This advice is so terrible that I half-wonder whether George has finally convinced her to join the other side and she’s now operating as a saboteur under deep cover.
In the abstract it’s good advice. For any other politician, it’d be a no-brainer to go out there every day in front of the cameras, say some reassuring things about progress, evince pity for the victims of COVID-19 and their families, and tell the country to hang in there. Look no further than Andrew Cuomo, a politician who culled New York’s population of many thousands of elderly people through his momentous errors in judgment yet currently enjoys a 66 percent approval rating. Why? Because he managed to come across as a reasonably well-informed and empathetic leader in his daily noon coronavirus briefings. If Trump were capable of the same thing, he might be over 50 percent approval now and on track to top his electoral vote haul from 2016 notwithstanding the garish death toll and daily case counts America is facing right now.
But he’s incapable of it and Conway surely understands that. That’s why the coronavirus briefings ended in the first place. They turned into endless grievance sessions for Trump to rant about his enemies. Any reprise of them would be destined to end the same way. The public did, and would, draw the same lesson from them as Clintonite Joe Lockhart has:
The most striking thing about @realDonaldTrump approach to the pandemic six months in is how little he cares. There is no emotion in talking about the victims or the fight America faces. He treats it like it's a political annoyance that hurts him more than anyone.
— Joe Lockhart (@joelockhart) July 17, 2020
POTUS appears to view the pandemic always and everywhere through the prism of how it affects him personally, specifically how it affects his chances at reelection. He believes an immediate economic revival is the only chance he has at a second term and so he’ll always choose the policy option that accelerates, or appears to accelerate, that revival no matter what it means for public health. Reopen businesses ASAP. Reopen schools ASAP. End of discussion.
If you could convince him to stick to brief scripted remarks in introducing a daily briefing and then hand things over to Pence, Fauci, and Birx to do most of the talking then yeah, I think that would help him in the polls. It would communicate to the electorate that he finally shares their sense of crisis about the virus and intends to keep them posted regularly on how we’re doing at containing it. Poll after poll after poll shows that most voters prioritize limiting the spread over restoring the economy (for the common-sense reason that we can’t durably restore the economy until people feel safe working and shopping again). A daily briefing at which Trump stuck to that message would improve his numbers.
But he won’t stick to that message. Either he’ll lapse back into hectoring people to open everything up before they’re comfortable doing so, as he’s doing right now with schools, or he’ll just veer off into rants about the “Russia hoax” or dishwasher efficiency or maybe using disinfectant inside the body to kill the virus or whatever. It’s unimaginable that he’d stand by and listen to Fauci and Birx undercut his “reopen everything immediately” message by urging caution in states that are currently battling major epidemics. He’d need to be convinced to adopt their approach before the briefings resumed, and he’ll never be convinced. If he was going to pivot from his position that plowing ahead with reopening is a good idea as we top 70,000 cases a day, he would have done it already.

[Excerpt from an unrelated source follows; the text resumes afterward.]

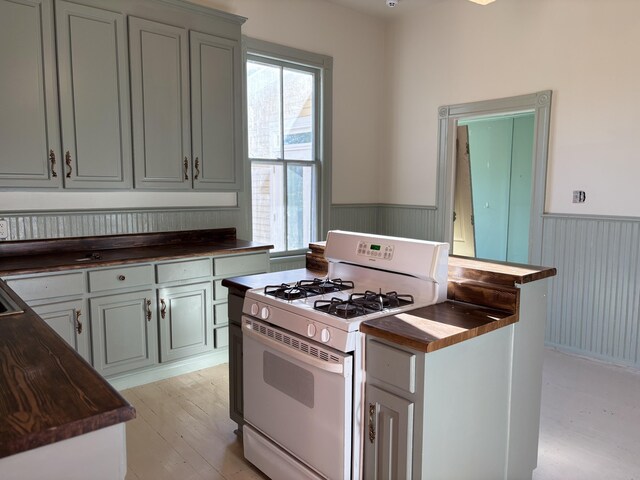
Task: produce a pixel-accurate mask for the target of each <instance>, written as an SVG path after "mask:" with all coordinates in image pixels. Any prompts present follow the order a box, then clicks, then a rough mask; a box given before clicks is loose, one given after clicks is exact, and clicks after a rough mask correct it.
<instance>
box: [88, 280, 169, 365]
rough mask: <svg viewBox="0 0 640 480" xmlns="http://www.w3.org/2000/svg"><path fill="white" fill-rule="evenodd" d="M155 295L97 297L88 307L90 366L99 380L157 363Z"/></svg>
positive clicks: (157, 332)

Conway knows all that. Just like she also knows that it’s silly for her to say in the clip, “The president’s numbers were much higher when he was out there briefing everybody on his day by day basis about the coronavirus.” It’s true, but it’s not because of the briefings that his numbers were higher in April. It’s because the country hadn’t yet endured the protests over George Floyd’s death and the wave of new infections in the south and California and the president’s weirdly unempathetic reactions to both. On the contrary, the briefings back in April may end up being viewed by historians as the beginning of the end of his chances at reelection. That’s when his internal polling began to nosedive. He couldn’t stay on message and feign empathy then and he wouldn’t be able to do so now.

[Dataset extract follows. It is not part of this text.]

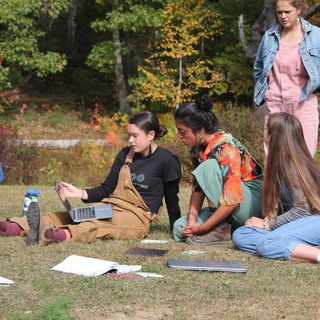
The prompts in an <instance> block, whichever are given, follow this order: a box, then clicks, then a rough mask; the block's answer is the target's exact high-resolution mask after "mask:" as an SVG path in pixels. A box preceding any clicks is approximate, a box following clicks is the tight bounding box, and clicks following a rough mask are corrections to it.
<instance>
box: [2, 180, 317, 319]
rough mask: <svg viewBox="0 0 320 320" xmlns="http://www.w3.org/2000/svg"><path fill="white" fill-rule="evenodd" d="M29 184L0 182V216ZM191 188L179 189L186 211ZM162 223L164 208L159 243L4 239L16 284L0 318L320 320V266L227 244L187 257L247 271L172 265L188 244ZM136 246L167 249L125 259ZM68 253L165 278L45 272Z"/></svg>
mask: <svg viewBox="0 0 320 320" xmlns="http://www.w3.org/2000/svg"><path fill="white" fill-rule="evenodd" d="M26 188H27V187H26V186H0V217H1V218H4V217H6V216H14V215H20V213H21V210H22V199H23V195H24V191H25V190H26ZM40 189H41V195H40V204H41V208H42V210H43V212H45V211H48V210H61V209H62V207H61V203H60V202H59V200H58V199H57V196H56V194H55V193H54V192H53V191H52V190H51V188H50V187H48V186H45V187H44V186H40ZM189 189H190V188H189V187H188V186H186V187H182V188H181V195H180V201H181V206H182V208H183V210H185V209H186V207H187V205H188V197H189ZM167 221H168V220H167V217H166V214H165V212H163V213H162V214H161V219H160V221H159V222H158V223H157V224H155V225H153V227H152V231H151V233H150V235H149V238H150V239H169V240H170V241H169V243H167V244H161V245H150V244H149V245H143V244H140V243H139V241H114V240H107V241H102V240H98V241H96V242H94V243H92V244H82V243H63V244H59V245H48V246H34V247H27V246H26V245H25V242H24V239H23V238H12V237H11V238H9V237H1V238H0V266H1V267H0V270H1V272H0V276H3V277H6V278H9V279H12V280H14V281H15V284H13V285H11V286H9V287H0V319H6V320H7V319H29V320H34V319H52V320H53V319H55V320H57V319H59V320H60V319H61V320H64V319H65V320H67V319H68V320H69V319H92V320H100V319H109V320H111V319H112V320H127V319H130V320H133V319H140V320H144V319H146V320H153V319H320V304H319V296H320V286H319V285H318V284H319V280H320V273H319V267H318V265H315V264H310V263H296V262H287V261H271V260H265V259H261V258H258V257H256V256H253V255H250V254H245V253H241V252H239V251H237V250H235V249H234V248H233V246H232V243H231V242H230V243H225V244H223V245H217V246H207V247H192V249H200V250H205V251H206V252H207V253H205V254H201V255H193V256H187V258H190V259H211V260H225V261H233V260H236V261H242V262H243V263H244V264H245V265H246V267H247V269H248V272H247V274H233V273H210V272H192V271H180V270H174V269H169V268H168V267H167V266H166V261H167V259H168V258H182V259H183V258H185V257H186V256H183V255H181V254H182V252H183V251H185V250H186V249H190V247H189V246H188V245H186V244H184V243H175V242H174V241H173V240H172V239H171V238H170V236H169V234H168V222H167ZM133 246H143V247H152V248H165V249H168V250H169V252H168V254H167V255H166V256H165V257H159V258H149V257H126V256H125V255H124V252H125V251H126V250H127V249H128V248H130V247H133ZM71 254H78V255H83V256H88V257H94V258H100V259H106V260H113V261H116V262H118V263H121V264H141V265H142V271H145V272H155V273H159V274H161V275H163V276H164V278H161V279H155V278H140V277H139V278H125V277H110V276H107V275H103V276H99V277H96V278H85V277H81V276H75V275H71V274H65V273H60V272H55V271H52V270H50V269H51V268H52V267H53V266H54V265H56V264H57V263H59V262H61V261H62V260H63V259H64V258H66V257H67V256H69V255H71Z"/></svg>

For Conway to disregard all that means she has some sort of angle she’s working here. My guess is that she wants the public to view her as a dissenting strategic voice inside the White House because she thinks Trump is unlikely to be reelected at this point. Maybe she intends to plant little Easter eggs like this on Fox News for the next several months (“I wanted to do X but the others insisted on doing Y”) so that she can say after the election, “I told them they should have done X.” Even though X in this case is completely cockamamie.
The other possibility is that Conway thinks Trump needs an excuse to be at a podium in front of a mic and a banc of cameras every day or else he’s going to behave even more “erratically” than he has been lately. That may explain the rally-style atmosphere in his Rose Garden events this week. Staffers seem to be trying to scratch his itch to vent to crowds as best they can, part of the project of managing the president’s mood that occasionally goes so far as to run campaign ads on D.C. TV in hopes that he’ll see them and feel better. But that can’t be what Conway’s after. She knows that turning coronavirus briefings into de facto rallies, a la April, would only make his current problems worse.
Maybe she’s a double agent for Project Lincoln now? I don’t know.